Words by Contributing Humans

Brian Oliu on Kanye West:
And so, we believe his ire in “All of the Lights” when he tells the story of a jealous lover who ruins his family over horns that sound lifted from Rocky and the sexy Bahamian-warble of Rihanna, because that’s the only way we would listen, and that is the only way that we understand.  Sitting in your room all bummed out and listening to The National is so played out, so trite, so cliché—it just doesn’t register these days.  My Beautiful Dark Twisted Fantasy is like crying at your own birthday party amongst cake, a packed dance floor, and all of your friends.  It is exclamation points and CAPS LOCK in your status updates, thirty-five tweets in two hours.  It is not quiet, and it is not meant to be, nor should it be.
Roxane Gay, "Beautiful Babette, the Wondering Nymphette":
Babette was a beautiful woman with a beautiful, old-fashioned name. Her mother, who never traveled beyond the county line for most of her life, loved the idea of France and words that ended in ette like laundrette, serviette, toilette, and marionette. For most of her life, Babette listened to her mother’s stories about a place she had never seen. She determined, like most daughters are wont to do, that she would never be like her mother. She would go to France, she would leave their small rural town where no one could properly pronounce or spell her name, where they only knew her as the head majorette whose mother worked at the luncheonette on Main Street.
Poems by Robert Alan Wendeborn.

Poems by friend of the blog Carrie Murphy.

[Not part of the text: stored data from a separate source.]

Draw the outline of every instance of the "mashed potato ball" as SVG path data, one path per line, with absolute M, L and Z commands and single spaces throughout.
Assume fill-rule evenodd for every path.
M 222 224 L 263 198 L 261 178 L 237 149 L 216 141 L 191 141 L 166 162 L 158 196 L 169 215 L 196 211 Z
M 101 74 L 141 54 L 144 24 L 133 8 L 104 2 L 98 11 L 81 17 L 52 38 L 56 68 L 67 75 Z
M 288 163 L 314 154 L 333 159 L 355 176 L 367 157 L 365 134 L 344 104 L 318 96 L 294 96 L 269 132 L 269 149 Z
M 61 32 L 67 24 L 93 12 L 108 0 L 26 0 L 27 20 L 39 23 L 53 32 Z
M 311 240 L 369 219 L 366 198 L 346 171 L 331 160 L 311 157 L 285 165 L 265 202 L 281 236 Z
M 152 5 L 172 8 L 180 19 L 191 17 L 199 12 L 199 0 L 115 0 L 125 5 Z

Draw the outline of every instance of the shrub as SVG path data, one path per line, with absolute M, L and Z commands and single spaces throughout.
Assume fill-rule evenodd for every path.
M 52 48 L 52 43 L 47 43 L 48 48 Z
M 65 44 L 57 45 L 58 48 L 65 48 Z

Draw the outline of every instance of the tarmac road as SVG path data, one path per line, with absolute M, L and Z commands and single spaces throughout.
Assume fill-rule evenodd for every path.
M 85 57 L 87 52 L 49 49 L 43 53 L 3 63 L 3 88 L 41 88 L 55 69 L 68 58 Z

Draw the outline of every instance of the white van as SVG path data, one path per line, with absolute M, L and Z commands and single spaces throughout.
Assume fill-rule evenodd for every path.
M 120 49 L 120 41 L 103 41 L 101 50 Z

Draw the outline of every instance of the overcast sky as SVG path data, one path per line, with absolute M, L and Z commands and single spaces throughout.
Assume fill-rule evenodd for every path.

Brian Oliu, "someone.exe":
There is always a fear of no one, the yelling voices after cars failing to start on late evenings, the noise muffled through glass doors and windows, and then, nothing, no one except an anonymous log-in meant to get and put and not to synchronize, no way to write new things or to even acknowledge existence beyond a time stamp filed into a log with a dot in front of the filename, something invisible. This is the fear that draws me to who I am supposed to be, a person without a home, a transitory voice which could be anywhere, at the end of a road where no one lives anymore or a field where there is no commentary except that of the contrast between the stalks and sky.
Roxanne Carter has a book coming out next year with Jaded Ibis Press! I should have known but somehow missed this. Congrats to all.

1 comment:

  1. thanks for mentioning me, guys. i still maybe want to blog for you a little bit next semester when i have more time.